Je me grattai la tête. Thomas Émeraude avait porté des mocassins. Je ne savais pas d’où venaient ces deux-là, mais ce n’était en tout cas pas de Carmin-Est, et ils ne faisaient certainement pas partie d’une expédition.
— On rentre, annonçai-je en fouillant les vêtements de la femme pour essayer de trouver une plaque d’identité.
— On rentre ? répéta Tommo d’un air surpris. On rentre style « On fait semblant qu’on est allés jusqu’à Haut-Safran » ou bien style « On a écourté la mission » ?
— On écourte. On reviendra une autre…
— Mais on ne va pas être payés ! En tout cas, pas si tu insistes pour être honnête et tout ça.
— Une autre fois.
— Il y a plein de cuillères, là-bas, dit Courtland en contemplant la pile que nous venions de découvrir, et il nous reste encore au moins quatre heures avant de devoir faire demi-tour. Je suis de la plus haute couleur, et je décide qu’on continue.

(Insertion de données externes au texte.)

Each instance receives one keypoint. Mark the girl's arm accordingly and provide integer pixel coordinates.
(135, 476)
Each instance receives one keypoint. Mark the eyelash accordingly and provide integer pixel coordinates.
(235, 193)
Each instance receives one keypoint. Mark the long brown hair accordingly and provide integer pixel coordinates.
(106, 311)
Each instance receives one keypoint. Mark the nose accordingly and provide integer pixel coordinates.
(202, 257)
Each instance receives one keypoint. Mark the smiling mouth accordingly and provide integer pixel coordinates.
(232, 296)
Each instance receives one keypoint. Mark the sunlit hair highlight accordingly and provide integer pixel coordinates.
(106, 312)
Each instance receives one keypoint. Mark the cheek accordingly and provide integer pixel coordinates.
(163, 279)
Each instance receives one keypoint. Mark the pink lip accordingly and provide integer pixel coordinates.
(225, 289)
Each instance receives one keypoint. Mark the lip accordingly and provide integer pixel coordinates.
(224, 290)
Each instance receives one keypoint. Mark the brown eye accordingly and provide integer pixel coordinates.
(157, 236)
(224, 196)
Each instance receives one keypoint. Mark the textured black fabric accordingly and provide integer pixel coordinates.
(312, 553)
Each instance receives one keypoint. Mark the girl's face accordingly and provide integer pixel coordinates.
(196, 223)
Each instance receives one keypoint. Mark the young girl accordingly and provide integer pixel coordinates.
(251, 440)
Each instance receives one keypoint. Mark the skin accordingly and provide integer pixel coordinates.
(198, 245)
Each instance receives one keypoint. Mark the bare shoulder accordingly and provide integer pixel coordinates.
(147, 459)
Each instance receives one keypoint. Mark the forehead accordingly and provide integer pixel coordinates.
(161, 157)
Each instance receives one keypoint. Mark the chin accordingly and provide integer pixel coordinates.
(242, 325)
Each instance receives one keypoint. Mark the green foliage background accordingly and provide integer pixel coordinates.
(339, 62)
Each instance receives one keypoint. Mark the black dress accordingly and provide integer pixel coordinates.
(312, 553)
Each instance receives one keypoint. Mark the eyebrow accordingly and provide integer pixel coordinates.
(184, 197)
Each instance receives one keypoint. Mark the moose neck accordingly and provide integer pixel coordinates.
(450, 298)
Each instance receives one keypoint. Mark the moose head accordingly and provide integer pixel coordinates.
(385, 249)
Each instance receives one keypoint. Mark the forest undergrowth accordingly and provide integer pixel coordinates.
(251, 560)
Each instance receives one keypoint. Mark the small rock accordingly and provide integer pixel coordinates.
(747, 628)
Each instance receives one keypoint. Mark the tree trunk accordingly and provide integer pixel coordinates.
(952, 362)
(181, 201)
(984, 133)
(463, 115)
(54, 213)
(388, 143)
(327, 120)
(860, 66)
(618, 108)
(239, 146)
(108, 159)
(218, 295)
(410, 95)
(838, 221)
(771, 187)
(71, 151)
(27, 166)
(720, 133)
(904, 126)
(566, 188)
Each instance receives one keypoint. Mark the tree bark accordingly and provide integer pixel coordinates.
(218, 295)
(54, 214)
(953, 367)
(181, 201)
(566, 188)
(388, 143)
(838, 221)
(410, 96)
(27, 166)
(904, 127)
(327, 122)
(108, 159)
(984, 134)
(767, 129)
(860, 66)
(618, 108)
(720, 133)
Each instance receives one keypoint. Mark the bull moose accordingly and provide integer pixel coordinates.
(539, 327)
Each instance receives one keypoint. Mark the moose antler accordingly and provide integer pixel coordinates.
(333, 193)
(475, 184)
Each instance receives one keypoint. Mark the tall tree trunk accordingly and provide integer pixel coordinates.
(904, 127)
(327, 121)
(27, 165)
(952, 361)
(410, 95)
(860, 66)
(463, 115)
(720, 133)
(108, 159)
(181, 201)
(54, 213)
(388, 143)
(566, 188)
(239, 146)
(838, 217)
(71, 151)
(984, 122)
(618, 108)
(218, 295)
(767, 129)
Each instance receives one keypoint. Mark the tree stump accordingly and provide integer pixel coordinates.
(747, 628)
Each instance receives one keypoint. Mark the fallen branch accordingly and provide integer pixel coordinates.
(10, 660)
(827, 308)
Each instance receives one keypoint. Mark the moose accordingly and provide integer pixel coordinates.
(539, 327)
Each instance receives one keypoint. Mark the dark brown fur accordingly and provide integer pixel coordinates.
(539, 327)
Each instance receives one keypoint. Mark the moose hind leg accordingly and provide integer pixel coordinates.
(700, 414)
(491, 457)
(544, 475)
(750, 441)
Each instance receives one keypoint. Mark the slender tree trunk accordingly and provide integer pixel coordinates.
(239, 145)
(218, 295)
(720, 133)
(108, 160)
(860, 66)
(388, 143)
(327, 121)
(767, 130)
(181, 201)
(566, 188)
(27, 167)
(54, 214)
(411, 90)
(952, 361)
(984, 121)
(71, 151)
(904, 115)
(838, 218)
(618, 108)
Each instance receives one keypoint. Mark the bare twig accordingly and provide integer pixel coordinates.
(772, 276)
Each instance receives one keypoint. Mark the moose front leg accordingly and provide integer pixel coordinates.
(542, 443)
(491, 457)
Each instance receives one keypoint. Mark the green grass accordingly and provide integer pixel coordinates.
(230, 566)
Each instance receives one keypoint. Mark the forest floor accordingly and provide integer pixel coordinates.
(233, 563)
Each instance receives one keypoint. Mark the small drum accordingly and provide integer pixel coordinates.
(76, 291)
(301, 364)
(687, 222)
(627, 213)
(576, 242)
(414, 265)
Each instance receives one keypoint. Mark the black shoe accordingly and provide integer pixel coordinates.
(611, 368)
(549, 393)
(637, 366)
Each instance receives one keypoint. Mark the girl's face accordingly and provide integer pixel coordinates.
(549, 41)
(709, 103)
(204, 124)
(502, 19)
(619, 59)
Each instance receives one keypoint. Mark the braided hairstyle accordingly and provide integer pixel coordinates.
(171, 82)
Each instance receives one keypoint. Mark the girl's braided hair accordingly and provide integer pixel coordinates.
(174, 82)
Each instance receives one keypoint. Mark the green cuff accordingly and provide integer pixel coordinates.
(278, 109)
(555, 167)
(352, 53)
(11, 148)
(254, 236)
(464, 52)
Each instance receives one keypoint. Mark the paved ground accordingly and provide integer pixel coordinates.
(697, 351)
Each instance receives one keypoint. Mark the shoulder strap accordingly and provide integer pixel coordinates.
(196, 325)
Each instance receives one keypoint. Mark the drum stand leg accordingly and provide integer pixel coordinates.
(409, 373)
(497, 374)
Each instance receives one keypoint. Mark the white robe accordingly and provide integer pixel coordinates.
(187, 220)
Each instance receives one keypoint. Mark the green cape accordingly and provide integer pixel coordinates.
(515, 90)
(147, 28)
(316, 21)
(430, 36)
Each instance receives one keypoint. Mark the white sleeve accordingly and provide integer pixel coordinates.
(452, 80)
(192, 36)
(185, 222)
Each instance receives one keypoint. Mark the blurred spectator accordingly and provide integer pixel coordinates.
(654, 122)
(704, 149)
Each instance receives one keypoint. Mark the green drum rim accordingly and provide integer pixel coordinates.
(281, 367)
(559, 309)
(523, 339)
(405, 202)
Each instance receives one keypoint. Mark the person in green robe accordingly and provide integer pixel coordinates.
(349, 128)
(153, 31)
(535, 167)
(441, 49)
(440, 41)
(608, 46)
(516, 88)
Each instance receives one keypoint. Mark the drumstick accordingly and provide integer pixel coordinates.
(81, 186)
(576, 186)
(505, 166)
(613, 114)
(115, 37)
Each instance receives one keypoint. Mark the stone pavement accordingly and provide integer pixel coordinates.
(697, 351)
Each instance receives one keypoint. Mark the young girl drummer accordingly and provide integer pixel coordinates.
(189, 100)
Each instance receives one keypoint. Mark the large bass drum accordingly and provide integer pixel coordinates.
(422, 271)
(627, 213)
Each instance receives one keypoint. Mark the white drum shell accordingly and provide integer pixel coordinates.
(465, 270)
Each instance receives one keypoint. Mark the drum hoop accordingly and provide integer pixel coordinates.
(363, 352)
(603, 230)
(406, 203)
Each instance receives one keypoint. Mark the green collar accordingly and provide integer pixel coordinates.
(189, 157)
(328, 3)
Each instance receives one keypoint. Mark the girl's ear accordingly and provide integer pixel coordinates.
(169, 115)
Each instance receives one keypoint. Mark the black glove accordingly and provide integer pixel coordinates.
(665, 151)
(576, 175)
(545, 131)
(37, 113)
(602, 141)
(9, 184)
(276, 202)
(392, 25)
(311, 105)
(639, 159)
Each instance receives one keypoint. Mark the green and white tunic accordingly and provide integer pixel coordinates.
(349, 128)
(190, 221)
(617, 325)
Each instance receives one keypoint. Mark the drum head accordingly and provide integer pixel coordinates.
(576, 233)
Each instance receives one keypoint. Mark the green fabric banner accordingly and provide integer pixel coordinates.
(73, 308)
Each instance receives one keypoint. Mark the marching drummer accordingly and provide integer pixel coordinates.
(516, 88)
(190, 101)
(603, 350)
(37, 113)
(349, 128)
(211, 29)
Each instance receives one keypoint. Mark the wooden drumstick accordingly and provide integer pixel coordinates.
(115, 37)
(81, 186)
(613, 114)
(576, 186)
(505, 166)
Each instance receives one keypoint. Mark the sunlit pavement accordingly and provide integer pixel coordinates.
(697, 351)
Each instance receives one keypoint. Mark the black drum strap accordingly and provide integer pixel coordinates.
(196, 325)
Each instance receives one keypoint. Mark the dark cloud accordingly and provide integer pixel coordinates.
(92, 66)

— Tu ne sais plus ce que tu dis, répliquai-je. Il n’y a pas de badges de couleur qui tiennent, ici. Je suis le chef du groupe.
— Très bien, fit-il en changeant aussitôt d’attitude. Est-ce que tu as vu l’anneau qu’elle porte au doigt ?
Je me penchai pour examiner les mains desséchées, mais ce n’était qu’une ruse de Courtland, et j’entendis la porte se refermer derrière moi. Avant que je n’aie pu esquisser un geste, il avait tiré le verrou.
— Et voilà, cria-t-il à travers la porte. Ça t’apprendra à te mêler des affaires des Jaunes – c’est un cadeau de la part des Gommegutte.
Je ravalai ma salive et m’efforçai de parler normalement malgré ma colère et mon indignation.
— Ouvre cette porte, Courtland, ce n’est pas drôle du tout.
— Au contraire, répliqua-t-il en riant. Je trouve que c’est du plus haut comique. Je dois reconnaître que j’ai d’abord pensé ce matin que toute cette histoire d’expédition était de la prune en branche, mais j’ai fini par m’y faire. J’aime assez l’idée de devenir « l’homme qui a ramené la couleur à Carmin-Est ». Mais Tommo et moi, c’est surtout les cuillères qui nous intéressent. On continue jusqu’à Haut-Safran.
— Et si vous ne revenez pas ?
Il y eut un silence.
— Même si on revenait, on ne te laisserait pas sortir. Tu n’as fait que nous causer des ennuis depuis ton arrivée, et je ne vois pas comment ça pourrait s’arranger, surtout après tes accusations grotesques concernant Travis Canari. Non, mon cher Eddie, j’ai bien peur que tu ne sois obligé de rester ici pour toujours. On a attendu et attendu, mais tu n’es jamais revenu. C’est vraiment tragique, mais nous avons fait tout ce que nous avons pu. Violette arrivera sans doute à verser une larme, et nous pourrions même faire afficher ton nom sur le Panneau des Départs.
— Tommo ? Tu es d’accord avec ça ?
Il y eut un silence, et quand il s’exprima enfin, je sentis une certaine tension dans sa voix.
— Tu dois reconnaître que tu aurais pu te montrer un peu plus coopératif, Eddie. Il aurait suffi de pas grand-chose. Commander le double de Lincoln, pour commencer.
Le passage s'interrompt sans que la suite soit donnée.